The other significant change to the Workers’ Compensation law was to severely limit attorneys’ fees in workers’ compensation cases, which has had the result of severely limiting the kinds of situations which an inexperienced workers’ compensation lawyer can help an injured worker under the law.
In our firm, we often do not advise hiring a lawyer in a no-fault workers’ compensation claim that results in a relatively minor injury that allows you to return to your job, as long as the insurance carrier is paying you the proper benefits and your employer is allowing you to return to work at the appropriate time. On the other hand, if you have been denied benefits, or you have limitations and your employer will not let you return to work, or if your employer claims that the “position is filled” and no longer exists for you to return to, or fires you for some other reason, it is likely you can benefit from a workers’ compensation attorney. The other instance where we recommend representation in these cases is if you have suffered a serious injury that is going to keep you out of work for a long time (or prevent you from ever returning to work), or at least prevent you from returning to the job that you once had.
How Workers’ Compensation Settlements Are Handled
Settlement of workers’ compensation cases in Florida is voluntary. This means that an injured worker cannot pursue in court a recovery for a certain sum of money over and above the benefits you are entitled to under the law.
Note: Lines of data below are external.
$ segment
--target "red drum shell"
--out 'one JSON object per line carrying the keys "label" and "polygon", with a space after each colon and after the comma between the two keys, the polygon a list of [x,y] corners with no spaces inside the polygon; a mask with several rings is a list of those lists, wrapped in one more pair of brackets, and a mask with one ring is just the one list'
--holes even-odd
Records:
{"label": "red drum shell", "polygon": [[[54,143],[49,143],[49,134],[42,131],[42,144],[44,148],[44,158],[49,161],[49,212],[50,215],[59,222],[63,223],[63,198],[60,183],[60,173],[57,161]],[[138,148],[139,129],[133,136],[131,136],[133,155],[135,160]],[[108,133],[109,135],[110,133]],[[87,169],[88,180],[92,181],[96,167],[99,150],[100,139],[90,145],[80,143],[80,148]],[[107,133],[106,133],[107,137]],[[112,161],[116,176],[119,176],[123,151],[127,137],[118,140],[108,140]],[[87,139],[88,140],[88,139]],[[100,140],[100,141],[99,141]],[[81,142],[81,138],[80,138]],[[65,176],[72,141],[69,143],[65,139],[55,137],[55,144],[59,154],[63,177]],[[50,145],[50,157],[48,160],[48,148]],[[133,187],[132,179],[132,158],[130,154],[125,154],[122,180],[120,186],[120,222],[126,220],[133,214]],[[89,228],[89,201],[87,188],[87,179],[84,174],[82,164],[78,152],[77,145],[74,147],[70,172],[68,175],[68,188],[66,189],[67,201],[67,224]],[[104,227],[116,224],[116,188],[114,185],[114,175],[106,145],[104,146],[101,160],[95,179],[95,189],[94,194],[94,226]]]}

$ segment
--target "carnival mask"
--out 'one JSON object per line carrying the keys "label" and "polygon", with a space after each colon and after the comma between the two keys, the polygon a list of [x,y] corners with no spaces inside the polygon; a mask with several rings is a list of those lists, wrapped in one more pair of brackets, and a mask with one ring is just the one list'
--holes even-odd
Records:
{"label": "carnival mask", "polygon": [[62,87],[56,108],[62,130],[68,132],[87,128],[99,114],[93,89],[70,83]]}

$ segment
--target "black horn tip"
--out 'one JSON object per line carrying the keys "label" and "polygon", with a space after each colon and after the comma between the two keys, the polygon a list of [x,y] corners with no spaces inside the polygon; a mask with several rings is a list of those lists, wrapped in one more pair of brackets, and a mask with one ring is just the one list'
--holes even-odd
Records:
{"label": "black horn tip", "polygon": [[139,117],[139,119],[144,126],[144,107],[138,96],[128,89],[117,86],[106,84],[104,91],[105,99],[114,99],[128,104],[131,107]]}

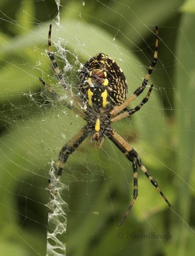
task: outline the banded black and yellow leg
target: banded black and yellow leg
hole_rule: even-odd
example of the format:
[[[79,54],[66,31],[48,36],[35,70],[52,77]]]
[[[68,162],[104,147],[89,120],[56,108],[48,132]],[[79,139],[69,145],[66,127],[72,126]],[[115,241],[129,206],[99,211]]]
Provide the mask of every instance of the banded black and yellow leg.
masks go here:
[[[148,82],[150,78],[152,73],[153,70],[157,62],[158,58],[158,47],[159,47],[159,31],[158,31],[158,26],[156,26],[156,31],[155,31],[155,51],[153,54],[153,60],[151,61],[150,65],[149,67],[147,74],[145,75],[145,77],[142,82],[141,86],[139,87],[137,89],[135,90],[135,92],[128,98],[123,103],[122,103],[120,106],[117,106],[114,108],[110,111],[110,114],[113,116],[115,116],[119,112],[121,111],[124,108],[127,108],[130,102],[134,101],[141,93],[143,93],[146,86],[148,85]]]
[[[158,183],[157,182],[157,181],[150,175],[150,174],[149,173],[149,172],[148,172],[147,169],[146,168],[146,167],[142,164],[141,163],[141,160],[139,158],[137,153],[134,150],[134,152],[136,152],[135,154],[137,155],[136,156],[136,159],[137,159],[137,163],[138,164],[138,166],[140,167],[140,169],[143,171],[143,172],[144,173],[144,175],[146,176],[146,177],[148,179],[148,180],[150,180],[150,182],[151,182],[151,184],[158,190],[158,191],[159,192],[160,195],[161,195],[161,196],[163,198],[163,199],[165,200],[165,202],[167,203],[167,204],[169,205],[169,207],[171,207],[171,205],[169,203],[169,202],[168,201],[168,198],[166,197],[166,196],[164,195],[164,193],[162,193],[162,190],[160,189],[160,188],[159,188]]]
[[[51,62],[52,63],[52,65],[54,68],[55,72],[58,76],[58,78],[61,84],[62,85],[63,88],[65,89],[66,88],[67,88],[67,84],[65,81],[61,70],[58,65],[56,60],[55,60],[54,54],[51,51],[51,31],[52,31],[52,24],[51,24],[49,25],[49,33],[48,33],[48,56],[50,58]]]
[[[107,134],[108,138],[116,145],[116,146],[125,155],[129,160],[133,163],[133,168],[134,168],[134,197],[132,200],[131,201],[130,204],[128,207],[128,209],[125,214],[122,221],[120,223],[120,225],[123,223],[124,220],[126,219],[130,210],[131,209],[133,204],[137,196],[137,187],[136,188],[136,185],[137,186],[137,183],[136,183],[136,179],[137,178],[137,173],[136,174],[137,172],[137,166],[135,165],[135,161],[136,160],[136,163],[137,165],[139,166],[141,170],[143,172],[145,175],[147,177],[148,180],[150,181],[151,184],[156,188],[156,189],[159,192],[161,196],[165,200],[165,202],[168,204],[169,207],[171,207],[170,203],[169,202],[167,198],[165,196],[164,193],[162,193],[162,190],[159,188],[157,182],[153,179],[153,177],[150,175],[148,172],[147,171],[146,168],[144,165],[141,163],[141,160],[138,156],[136,151],[120,136],[119,135],[116,131],[113,130],[111,134]],[[137,193],[137,194],[136,194]]]
[[[127,155],[127,157],[130,160],[131,162],[133,163],[132,166],[133,166],[133,170],[134,170],[134,191],[133,191],[133,198],[132,200],[130,201],[130,204],[128,206],[127,210],[121,221],[121,222],[118,224],[118,226],[120,226],[123,222],[125,221],[126,218],[127,217],[129,212],[130,210],[131,209],[132,207],[133,206],[133,204],[134,204],[134,202],[138,196],[138,182],[137,182],[137,166],[136,161],[134,159],[134,158],[130,156],[130,155]]]
[[[86,127],[86,125],[84,126],[79,132],[70,140],[69,141],[61,148],[58,159],[54,166],[55,179],[60,179],[69,156],[75,151],[75,150],[88,136],[89,132]],[[54,197],[55,194],[55,188],[53,188],[52,181],[52,178],[51,177],[51,179],[49,179],[49,189],[51,191],[52,198]],[[56,184],[56,182],[54,182],[54,183]]]
[[[153,85],[151,84],[148,92],[146,94],[146,96],[141,100],[141,102],[139,103],[139,104],[137,105],[134,108],[132,108],[131,109],[127,110],[127,111],[125,111],[120,115],[118,115],[113,118],[111,118],[111,121],[113,123],[114,122],[116,121],[118,121],[121,119],[124,118],[125,117],[127,117],[132,114],[134,114],[134,113],[138,111],[147,102],[147,101],[148,100],[148,99],[150,96],[151,92],[152,91]]]

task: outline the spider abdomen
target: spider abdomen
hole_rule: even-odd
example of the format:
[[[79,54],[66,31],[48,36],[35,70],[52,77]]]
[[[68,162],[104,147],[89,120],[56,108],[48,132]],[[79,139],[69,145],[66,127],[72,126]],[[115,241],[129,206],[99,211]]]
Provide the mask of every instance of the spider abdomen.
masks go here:
[[[125,76],[115,61],[104,53],[98,53],[83,65],[78,85],[83,102],[96,109],[110,109],[126,99]]]

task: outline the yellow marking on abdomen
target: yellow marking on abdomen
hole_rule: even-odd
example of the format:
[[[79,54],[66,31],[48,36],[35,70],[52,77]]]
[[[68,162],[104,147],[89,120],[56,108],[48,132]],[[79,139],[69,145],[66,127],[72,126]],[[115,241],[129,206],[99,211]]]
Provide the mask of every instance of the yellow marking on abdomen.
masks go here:
[[[89,83],[89,84],[92,84],[92,81],[91,81],[91,77],[88,77],[88,83]]]
[[[102,107],[105,108],[106,104],[107,104],[107,92],[106,90],[102,93],[101,94],[101,96],[102,97]]]
[[[88,89],[88,103],[91,107],[92,107],[91,98],[92,98],[93,95],[93,92],[91,92],[90,89]]]
[[[104,81],[103,83],[103,84],[105,85],[105,86],[108,84],[108,79],[107,78],[105,78],[104,79]]]
[[[98,132],[100,130],[100,118],[97,118],[95,125],[95,131]]]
Keep in mind that the Florida Workers’ Compensation law does not provide for “pain and suffering.” Pain and suffering is the kind of damages you are able to recover in a general personal injury case in Florida, and includes all the ways in which an injury has negatively impacted your life. Florida Workers’ Compensation statute only covers medical benefits and lost wage benefits. There is no recovery for pain and suffering, and the Workers’ Compensation law is an “exclusive remedy,” meaning that if your employer provides the legally required coverage, you cannot sue your employer, even if your employer or a fellow employee was at fault for your injury.
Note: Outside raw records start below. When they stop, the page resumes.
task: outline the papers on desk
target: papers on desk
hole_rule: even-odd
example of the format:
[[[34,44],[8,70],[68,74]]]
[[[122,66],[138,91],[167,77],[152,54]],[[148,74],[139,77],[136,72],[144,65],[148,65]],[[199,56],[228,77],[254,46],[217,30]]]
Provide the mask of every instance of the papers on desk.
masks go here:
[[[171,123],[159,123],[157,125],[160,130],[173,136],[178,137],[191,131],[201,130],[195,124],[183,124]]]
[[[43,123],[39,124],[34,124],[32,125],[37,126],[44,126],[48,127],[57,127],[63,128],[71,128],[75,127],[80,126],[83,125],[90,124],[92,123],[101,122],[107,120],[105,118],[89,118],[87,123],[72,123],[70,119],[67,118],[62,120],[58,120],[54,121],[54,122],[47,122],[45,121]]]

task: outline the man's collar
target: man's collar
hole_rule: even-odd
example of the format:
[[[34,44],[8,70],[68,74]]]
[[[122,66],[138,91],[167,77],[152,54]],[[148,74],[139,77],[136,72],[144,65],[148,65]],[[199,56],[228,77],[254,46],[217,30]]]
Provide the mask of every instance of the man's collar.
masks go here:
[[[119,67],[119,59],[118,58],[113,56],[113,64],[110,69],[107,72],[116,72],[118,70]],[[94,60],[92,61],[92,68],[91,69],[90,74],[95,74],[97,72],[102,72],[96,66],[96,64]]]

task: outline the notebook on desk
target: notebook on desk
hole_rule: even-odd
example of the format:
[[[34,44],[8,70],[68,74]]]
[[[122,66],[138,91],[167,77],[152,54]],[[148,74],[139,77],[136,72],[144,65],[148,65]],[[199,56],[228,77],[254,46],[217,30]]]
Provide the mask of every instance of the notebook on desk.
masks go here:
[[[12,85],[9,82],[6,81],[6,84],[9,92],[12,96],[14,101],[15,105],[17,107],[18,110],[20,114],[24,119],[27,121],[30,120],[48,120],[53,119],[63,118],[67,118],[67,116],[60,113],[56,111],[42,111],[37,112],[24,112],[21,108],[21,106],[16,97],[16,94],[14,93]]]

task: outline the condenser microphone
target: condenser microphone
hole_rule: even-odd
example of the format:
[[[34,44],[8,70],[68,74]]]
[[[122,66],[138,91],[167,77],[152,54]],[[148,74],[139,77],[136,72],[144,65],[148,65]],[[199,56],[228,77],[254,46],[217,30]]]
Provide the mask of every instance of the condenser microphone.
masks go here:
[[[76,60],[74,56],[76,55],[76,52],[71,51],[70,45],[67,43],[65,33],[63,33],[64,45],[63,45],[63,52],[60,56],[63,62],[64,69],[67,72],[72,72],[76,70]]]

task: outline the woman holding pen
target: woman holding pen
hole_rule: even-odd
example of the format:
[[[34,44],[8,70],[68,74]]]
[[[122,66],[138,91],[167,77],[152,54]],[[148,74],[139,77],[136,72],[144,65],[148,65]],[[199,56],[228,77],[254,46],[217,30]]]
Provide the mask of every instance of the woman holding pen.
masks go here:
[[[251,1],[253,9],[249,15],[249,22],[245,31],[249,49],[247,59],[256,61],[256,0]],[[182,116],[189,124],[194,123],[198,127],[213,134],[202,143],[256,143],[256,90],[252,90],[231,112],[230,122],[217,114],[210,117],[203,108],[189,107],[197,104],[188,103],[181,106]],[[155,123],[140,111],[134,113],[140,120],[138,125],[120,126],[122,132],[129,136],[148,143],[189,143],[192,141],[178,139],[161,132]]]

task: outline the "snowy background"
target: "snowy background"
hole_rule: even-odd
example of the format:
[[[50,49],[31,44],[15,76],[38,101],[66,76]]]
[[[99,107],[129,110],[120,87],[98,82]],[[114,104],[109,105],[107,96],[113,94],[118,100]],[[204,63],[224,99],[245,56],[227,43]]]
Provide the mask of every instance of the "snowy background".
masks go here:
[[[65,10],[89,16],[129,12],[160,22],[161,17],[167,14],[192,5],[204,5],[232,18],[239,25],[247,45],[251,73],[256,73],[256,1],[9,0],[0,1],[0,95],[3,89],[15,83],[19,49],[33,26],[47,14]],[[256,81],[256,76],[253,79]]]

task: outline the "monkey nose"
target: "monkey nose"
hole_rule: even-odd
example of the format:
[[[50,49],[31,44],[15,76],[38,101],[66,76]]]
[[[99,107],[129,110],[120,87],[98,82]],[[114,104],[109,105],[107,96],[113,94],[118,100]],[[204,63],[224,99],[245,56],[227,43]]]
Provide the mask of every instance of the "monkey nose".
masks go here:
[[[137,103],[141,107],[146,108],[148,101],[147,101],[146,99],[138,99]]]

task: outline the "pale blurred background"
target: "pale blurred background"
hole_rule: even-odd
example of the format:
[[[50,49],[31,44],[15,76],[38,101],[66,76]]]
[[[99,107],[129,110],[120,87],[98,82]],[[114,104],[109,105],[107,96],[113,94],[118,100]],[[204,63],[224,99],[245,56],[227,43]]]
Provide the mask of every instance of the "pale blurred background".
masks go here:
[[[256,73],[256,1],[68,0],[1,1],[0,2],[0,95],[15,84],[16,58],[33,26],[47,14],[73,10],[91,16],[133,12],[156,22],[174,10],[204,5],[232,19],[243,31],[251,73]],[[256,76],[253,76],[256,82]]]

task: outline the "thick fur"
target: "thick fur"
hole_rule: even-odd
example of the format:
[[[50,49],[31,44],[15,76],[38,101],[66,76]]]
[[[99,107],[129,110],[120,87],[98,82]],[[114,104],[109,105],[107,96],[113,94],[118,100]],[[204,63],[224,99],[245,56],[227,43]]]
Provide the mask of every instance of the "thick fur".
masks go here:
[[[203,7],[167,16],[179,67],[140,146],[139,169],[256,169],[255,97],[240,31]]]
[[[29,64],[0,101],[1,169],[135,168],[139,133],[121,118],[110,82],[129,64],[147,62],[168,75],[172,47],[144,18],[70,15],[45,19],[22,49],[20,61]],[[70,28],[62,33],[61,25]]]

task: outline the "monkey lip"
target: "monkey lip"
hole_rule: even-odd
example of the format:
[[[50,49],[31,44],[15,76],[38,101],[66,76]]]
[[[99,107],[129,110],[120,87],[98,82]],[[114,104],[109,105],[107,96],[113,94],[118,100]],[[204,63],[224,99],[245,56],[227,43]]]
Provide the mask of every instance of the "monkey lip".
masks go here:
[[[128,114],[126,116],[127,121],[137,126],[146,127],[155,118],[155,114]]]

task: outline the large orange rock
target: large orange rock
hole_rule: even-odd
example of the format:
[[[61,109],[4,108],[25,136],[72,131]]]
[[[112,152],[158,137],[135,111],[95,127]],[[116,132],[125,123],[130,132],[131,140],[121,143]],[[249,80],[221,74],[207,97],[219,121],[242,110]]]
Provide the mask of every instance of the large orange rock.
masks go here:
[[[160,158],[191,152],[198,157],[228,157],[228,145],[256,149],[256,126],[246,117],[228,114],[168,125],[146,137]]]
So, in the instances where you are not able to return to your job, do not want to return to your job, or your employer does not want you to return to your job, you may want to negotiate a resolution of any future entitlement to workers’ compensation benefits. This is best done with an attorney that understands the value of your case.
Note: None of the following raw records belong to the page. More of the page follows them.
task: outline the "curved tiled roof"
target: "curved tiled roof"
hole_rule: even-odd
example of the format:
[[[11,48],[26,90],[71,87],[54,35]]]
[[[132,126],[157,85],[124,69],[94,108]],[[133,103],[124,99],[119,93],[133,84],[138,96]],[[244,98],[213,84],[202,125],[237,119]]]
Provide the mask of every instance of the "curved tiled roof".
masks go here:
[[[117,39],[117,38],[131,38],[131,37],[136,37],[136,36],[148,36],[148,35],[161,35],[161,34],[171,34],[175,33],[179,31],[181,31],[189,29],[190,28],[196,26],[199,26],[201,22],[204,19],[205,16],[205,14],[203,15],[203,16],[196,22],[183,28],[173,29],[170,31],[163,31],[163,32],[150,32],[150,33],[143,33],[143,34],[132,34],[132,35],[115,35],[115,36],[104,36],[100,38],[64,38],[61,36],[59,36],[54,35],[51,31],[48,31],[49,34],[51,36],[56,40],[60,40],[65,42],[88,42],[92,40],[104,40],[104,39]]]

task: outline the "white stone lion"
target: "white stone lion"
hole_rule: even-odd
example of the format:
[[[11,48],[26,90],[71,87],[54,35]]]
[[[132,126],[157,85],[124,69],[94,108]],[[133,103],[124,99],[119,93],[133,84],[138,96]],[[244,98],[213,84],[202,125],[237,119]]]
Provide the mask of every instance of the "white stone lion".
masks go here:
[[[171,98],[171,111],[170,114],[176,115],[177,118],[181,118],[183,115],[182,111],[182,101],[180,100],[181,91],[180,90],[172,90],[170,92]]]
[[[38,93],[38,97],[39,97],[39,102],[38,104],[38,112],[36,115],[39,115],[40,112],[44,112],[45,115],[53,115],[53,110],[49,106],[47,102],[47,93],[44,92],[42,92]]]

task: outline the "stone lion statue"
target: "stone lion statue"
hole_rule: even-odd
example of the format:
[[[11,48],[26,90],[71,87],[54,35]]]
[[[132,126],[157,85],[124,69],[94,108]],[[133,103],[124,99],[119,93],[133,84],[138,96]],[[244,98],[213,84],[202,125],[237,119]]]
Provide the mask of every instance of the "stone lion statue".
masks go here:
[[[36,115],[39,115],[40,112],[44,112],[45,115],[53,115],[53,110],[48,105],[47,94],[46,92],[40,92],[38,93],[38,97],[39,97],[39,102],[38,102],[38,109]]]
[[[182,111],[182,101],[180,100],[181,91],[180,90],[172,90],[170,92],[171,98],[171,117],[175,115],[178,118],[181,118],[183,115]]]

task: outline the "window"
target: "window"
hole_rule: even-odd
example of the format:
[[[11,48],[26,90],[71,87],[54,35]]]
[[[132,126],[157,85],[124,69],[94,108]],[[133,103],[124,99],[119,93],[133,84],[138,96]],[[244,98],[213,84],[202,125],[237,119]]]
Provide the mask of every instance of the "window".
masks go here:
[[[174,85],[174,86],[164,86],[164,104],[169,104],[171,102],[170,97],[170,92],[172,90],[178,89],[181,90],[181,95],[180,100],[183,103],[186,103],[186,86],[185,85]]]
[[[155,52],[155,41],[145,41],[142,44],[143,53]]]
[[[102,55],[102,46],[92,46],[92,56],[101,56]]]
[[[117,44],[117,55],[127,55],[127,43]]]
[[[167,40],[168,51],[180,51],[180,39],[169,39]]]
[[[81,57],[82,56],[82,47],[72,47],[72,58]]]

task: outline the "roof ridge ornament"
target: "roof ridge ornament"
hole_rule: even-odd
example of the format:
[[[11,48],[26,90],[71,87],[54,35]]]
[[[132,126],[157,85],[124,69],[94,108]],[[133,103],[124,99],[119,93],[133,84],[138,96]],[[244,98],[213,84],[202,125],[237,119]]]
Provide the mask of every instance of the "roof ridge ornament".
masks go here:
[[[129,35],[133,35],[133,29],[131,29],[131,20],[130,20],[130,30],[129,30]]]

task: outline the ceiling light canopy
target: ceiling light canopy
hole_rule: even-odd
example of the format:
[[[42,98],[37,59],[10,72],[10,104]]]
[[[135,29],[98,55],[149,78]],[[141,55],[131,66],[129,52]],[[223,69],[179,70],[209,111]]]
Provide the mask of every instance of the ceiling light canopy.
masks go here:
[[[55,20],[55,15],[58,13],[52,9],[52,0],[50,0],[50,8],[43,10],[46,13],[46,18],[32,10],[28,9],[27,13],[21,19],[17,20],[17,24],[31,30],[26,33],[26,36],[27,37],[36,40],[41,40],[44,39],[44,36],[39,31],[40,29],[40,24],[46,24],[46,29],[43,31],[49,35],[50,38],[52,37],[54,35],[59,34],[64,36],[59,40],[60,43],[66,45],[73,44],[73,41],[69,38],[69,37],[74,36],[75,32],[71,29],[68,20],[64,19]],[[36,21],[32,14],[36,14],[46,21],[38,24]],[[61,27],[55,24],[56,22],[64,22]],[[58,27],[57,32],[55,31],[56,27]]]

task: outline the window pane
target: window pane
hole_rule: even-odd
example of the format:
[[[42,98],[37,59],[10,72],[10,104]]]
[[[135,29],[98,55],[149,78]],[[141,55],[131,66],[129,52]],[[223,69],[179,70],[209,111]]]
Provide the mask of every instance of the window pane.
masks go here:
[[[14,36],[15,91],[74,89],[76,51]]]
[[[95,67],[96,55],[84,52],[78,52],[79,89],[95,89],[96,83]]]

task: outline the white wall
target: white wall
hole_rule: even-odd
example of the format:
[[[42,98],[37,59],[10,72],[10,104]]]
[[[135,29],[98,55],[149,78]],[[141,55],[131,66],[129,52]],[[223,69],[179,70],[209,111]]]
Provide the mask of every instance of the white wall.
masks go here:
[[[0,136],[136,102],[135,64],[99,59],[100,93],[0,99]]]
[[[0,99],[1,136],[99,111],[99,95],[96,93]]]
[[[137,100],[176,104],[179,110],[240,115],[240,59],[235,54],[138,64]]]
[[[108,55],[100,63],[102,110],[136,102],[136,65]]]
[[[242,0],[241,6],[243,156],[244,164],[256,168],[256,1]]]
What is Maximum Medical Improvement?
Once you have received a certain amount of medical care, the doctors will likely conclude that you are “as good as you are going to get” and that you will not improve further as a result of further care. This threshold is called Maximum Medical Improvement. At that point, under the Florida Workers Compensation system, the doctor is required to assess your percentage of impairment and the insurance carrier is then required to provide you a certain number of weeks of “Impairment Benefits” based on that percentage of impairment. On the other hand, if you have suffered a very serious injury which would qualify as a “Permanent Total Disability,” then you could be entitled to benefits for the rest of your life.